The maximum cumulative limit is substantial because, in theory, the TFSA balance increases with age. Moreover, most people in the 25–30 age bracket typically have stable incomes and can make regular contributions. However, the most recent data shows modest balances for most 30-year-olds.
Average TFSA balance at age 30
According to data from the Canada Revenue Agency (CRA) for the 2023 contribution year, there were 23,227,500 individual contribution entries or transactions processed in the 30- to 34-year age group. Also, the average fair market value (FMV) per individual is $16,760.
The official records show that the typical account holder aged 30-34 has about $16,670 in assets in their TFSAs at the end of the contribution year.
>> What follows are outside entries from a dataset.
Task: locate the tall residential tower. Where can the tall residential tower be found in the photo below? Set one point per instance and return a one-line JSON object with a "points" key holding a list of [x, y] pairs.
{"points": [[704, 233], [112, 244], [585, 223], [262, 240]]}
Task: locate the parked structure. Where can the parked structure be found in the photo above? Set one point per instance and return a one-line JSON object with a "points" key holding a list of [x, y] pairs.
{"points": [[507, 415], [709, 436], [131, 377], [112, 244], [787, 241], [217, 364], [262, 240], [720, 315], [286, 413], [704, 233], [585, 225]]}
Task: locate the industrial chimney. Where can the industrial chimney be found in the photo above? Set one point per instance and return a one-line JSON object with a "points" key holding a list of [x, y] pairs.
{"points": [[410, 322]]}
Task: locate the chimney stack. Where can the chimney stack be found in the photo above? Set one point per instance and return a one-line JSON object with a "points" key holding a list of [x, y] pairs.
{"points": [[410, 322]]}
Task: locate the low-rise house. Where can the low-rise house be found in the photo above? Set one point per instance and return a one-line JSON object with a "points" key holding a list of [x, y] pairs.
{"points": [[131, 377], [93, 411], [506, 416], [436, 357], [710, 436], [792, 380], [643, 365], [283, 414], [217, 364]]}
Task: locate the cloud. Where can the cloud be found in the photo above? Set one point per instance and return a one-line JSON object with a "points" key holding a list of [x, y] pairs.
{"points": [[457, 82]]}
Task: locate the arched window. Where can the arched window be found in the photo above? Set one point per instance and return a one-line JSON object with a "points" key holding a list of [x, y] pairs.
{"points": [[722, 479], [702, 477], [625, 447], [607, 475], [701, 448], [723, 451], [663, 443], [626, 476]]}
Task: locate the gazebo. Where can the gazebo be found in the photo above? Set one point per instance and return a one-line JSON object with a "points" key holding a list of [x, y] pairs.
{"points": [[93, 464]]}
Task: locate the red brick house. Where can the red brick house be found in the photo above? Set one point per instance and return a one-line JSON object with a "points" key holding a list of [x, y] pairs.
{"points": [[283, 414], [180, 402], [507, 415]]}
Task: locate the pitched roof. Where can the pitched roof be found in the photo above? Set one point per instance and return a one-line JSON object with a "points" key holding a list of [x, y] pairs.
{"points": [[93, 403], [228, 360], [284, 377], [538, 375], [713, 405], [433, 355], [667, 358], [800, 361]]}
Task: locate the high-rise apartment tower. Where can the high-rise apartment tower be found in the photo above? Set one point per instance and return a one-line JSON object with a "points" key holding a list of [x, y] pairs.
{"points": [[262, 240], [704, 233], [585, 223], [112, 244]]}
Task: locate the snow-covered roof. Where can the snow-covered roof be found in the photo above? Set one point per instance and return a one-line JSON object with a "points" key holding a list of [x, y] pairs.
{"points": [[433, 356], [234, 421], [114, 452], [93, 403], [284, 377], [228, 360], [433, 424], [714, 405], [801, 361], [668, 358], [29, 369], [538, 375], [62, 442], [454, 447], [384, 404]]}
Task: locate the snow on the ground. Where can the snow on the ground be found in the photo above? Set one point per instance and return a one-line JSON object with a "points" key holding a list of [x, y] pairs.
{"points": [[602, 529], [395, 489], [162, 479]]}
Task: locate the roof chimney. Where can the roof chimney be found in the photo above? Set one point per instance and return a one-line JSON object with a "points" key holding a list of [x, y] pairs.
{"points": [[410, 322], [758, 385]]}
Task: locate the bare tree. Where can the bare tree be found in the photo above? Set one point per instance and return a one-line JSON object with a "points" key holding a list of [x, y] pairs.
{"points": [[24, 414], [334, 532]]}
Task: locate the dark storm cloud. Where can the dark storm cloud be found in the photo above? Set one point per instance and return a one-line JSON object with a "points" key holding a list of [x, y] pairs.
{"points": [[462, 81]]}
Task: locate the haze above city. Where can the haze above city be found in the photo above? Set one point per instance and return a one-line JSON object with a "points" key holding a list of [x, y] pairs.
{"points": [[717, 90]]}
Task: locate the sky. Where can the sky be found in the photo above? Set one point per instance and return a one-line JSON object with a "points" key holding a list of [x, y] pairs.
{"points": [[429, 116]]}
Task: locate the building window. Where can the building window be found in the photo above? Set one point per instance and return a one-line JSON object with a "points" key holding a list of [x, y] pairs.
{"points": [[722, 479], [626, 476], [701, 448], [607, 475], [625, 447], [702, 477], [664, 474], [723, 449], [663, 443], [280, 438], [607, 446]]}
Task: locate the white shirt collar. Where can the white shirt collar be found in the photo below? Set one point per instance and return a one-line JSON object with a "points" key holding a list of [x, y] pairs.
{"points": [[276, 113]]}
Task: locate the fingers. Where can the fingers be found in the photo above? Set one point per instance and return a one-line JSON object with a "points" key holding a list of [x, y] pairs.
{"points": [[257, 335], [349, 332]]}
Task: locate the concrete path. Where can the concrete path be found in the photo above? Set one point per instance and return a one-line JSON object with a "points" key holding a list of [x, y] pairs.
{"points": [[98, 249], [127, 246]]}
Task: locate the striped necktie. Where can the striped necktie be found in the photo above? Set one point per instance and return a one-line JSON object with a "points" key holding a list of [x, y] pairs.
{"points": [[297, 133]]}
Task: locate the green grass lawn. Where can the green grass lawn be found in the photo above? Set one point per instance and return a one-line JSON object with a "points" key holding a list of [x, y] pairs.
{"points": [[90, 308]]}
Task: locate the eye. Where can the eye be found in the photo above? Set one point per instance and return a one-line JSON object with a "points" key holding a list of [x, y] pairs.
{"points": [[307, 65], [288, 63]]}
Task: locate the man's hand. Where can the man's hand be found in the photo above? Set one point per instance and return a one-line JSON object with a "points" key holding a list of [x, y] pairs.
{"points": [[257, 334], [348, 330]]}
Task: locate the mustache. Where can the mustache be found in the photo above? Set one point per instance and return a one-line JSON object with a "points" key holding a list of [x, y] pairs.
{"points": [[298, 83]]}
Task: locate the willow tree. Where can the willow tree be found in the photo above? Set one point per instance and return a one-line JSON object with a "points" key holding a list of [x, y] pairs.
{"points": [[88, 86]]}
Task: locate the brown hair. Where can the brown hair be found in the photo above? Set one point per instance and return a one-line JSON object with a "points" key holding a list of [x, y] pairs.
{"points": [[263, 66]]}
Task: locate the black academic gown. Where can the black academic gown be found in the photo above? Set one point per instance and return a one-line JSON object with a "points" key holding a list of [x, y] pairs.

Notably, the FMV is significantly higher than the $13,149 for the 25–29 age bracket.
Still, the potential room for a 30-year-old user is over $80,000. For those turning 30 this year (born in 1996), the TFSA clock started in 2014. Thus, you would have earned a total contribution room of $83,500, based on the annual limits from 2014 to 2026.
While the FMV gap between the two age groups indicates an upward trend, the 30-year-olds have used only about 20% of their available space. Nonetheless, there is enough time to recover the missed opportunity. You can catch up by using your available contribution room to invest in a TSX blue-chip stock.
Pay to own a high-quality stock
Every dividend you receive from a stable, high-quality Canadian company, such as Toronto Dominion Bank (TSX:TD), is 100% tax-free. Reinvest dividends to accelerate principal compounding. Canada’s second-largest financial institution is also a reliable source of passive income.
This $221.3 billion bank boasts a lengthy 168-year dividend track record. At $133.17 per share, the dividend yield is 3.3%. TD has endured countless economic downturns, with the stock recovering from an anti-money laundering (AML) scandal in the United States.
Assuming you invest $7,000 per year in TD using a TFSA, with a constant price and yield, your balance would compound to approximately $199,667 in 20 years. The total contribution is $140,000, and this ending balance excludes further price appreciation.
The conclusion
Canadians are fortunate to have a high-powered wealth engine like the TFSA. The gap between the average TFSA balance and potential limit is not a failure but an opportunity. As long as time is on your side, financial freedom is on the horizon sooner than you think.